In this respect, the dissemination of items of regionally correct time information by means of encoded signals on telegrams by way of regional long-wave transmitters such as in particular the transmitter DCF 77 at Frankfurt (Main) in Germany for dissemination of the official Central European Time has the inestimable advantage that, because of ground wave dispersion of the long waves and their capacity for penetration even into moderately well-screened spaces, practically everywhere in everyday life it is important to be able to sufficiently reliably receive the time telegrams even with miniaturized antennae and receivers in wristwatches. That applies in a large area of at least 1000 km radius, that is to say at any event over the region of a time zone. There is therefore only precisely the problem that the consumer does not see from his watch when he changes from one respective time zone to another when crossing the River Oder in the East or the English Channel in the West, because the continuing reception of the regional transmitter in Frankfurt still causes a display of the current Central European time.
Admittedly, regional time transmitters are operated in various regions of the Earth such as in particular in North America, in Great Britain and in Japan, which emit real-time telegrams in accordance with the local time of the location of the transmitter or in relation to the world time UTC. However, for the simple reason of avoiding interference phenomena which disturb operation thereof, each transmitter operates on a different frequency.
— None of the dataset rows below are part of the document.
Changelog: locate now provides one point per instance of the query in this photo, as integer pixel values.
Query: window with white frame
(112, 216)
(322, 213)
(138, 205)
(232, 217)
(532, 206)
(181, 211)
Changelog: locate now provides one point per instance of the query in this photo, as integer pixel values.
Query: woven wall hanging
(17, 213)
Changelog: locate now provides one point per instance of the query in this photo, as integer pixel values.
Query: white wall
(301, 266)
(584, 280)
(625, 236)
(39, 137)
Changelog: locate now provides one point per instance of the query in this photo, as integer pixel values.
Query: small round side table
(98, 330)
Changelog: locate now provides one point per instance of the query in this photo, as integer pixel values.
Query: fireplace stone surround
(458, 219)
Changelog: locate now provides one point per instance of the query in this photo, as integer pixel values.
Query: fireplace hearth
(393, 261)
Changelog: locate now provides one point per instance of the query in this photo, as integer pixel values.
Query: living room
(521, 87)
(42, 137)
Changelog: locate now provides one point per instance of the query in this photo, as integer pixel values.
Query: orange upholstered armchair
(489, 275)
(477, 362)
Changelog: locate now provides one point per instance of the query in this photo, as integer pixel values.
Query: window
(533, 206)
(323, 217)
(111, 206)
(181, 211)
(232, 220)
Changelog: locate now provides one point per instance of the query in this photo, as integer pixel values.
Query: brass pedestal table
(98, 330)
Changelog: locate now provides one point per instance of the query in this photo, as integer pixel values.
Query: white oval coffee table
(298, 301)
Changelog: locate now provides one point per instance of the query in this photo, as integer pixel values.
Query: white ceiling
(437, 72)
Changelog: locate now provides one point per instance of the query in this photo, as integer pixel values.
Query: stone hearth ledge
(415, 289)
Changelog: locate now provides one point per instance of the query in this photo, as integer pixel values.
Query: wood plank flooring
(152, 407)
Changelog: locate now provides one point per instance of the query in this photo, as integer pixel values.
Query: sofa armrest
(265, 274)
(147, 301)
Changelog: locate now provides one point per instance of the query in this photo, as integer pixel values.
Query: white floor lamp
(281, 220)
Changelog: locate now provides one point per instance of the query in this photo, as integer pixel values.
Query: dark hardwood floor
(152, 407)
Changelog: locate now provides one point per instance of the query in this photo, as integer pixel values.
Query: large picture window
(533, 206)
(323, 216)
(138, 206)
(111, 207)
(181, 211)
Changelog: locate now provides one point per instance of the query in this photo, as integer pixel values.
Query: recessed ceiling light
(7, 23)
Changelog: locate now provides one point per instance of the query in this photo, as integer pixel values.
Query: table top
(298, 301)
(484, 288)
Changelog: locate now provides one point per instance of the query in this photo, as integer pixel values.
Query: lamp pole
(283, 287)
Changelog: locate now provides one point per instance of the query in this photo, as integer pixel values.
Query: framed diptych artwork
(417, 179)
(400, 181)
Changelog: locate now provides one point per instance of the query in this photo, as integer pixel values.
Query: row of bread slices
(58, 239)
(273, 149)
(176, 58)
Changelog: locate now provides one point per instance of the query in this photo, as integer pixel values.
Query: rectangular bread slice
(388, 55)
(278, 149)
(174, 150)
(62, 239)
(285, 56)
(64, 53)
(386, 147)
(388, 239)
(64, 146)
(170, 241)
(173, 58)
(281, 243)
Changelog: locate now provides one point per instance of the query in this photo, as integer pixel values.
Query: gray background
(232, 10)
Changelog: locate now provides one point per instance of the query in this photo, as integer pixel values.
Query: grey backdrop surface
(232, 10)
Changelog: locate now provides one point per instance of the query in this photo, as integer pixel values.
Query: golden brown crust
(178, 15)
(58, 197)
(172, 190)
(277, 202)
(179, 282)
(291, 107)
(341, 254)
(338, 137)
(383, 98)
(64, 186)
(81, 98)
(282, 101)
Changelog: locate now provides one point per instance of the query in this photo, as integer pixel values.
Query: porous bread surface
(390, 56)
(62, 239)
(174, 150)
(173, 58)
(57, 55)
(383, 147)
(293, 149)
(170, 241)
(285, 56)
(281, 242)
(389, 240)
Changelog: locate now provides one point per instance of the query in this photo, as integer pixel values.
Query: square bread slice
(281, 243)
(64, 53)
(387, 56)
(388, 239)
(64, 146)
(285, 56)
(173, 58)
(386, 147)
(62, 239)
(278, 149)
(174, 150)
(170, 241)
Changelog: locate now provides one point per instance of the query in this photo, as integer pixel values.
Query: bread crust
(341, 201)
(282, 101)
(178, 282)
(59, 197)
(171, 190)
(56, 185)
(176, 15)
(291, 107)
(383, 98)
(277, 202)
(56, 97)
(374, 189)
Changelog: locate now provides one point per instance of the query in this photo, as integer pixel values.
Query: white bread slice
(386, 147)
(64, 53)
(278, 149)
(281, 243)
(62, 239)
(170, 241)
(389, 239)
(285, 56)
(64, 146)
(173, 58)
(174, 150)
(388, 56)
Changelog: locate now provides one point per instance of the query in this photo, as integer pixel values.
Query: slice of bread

In addition, the data format of the telegram encodings of the respective regional time transmitters is greatly different, so that even the complication and expenditure for frequency changing in the radio-controlled timepiece would still not be sufficient to ensure that, in the reception area of another regional time transmitter, the timepiece can automatically display the local time thereof.
In consideration of those factors and problems which relate in particular to the demand for a consumer radio-controlled timepiece which can be produced economically and which can be used without difficulty in any time zone, the object of the present invention is to provide for consumers, in regions in which regional time telegram transmitters cannot be received, a local time which is always directly accurate and which is derived from a time base available on a supraregional basis, such as in particular a satellite system or an Internet time provider.
SUMMARY OF THE INVENTION
In accordance with the invention that object is essentially achieved in that a conversion into the local time at the place of operation is effected in local satellite or Internet time receivers operated in a stationary or mobile mode, and that time information is then in turn radiated again in the format (that is to say at the frequency and with the encoding pattern) of a current regional time transmitter such as in particular the DCF 77, with a very low level of transmission power—and thus receivable only in the close-range region.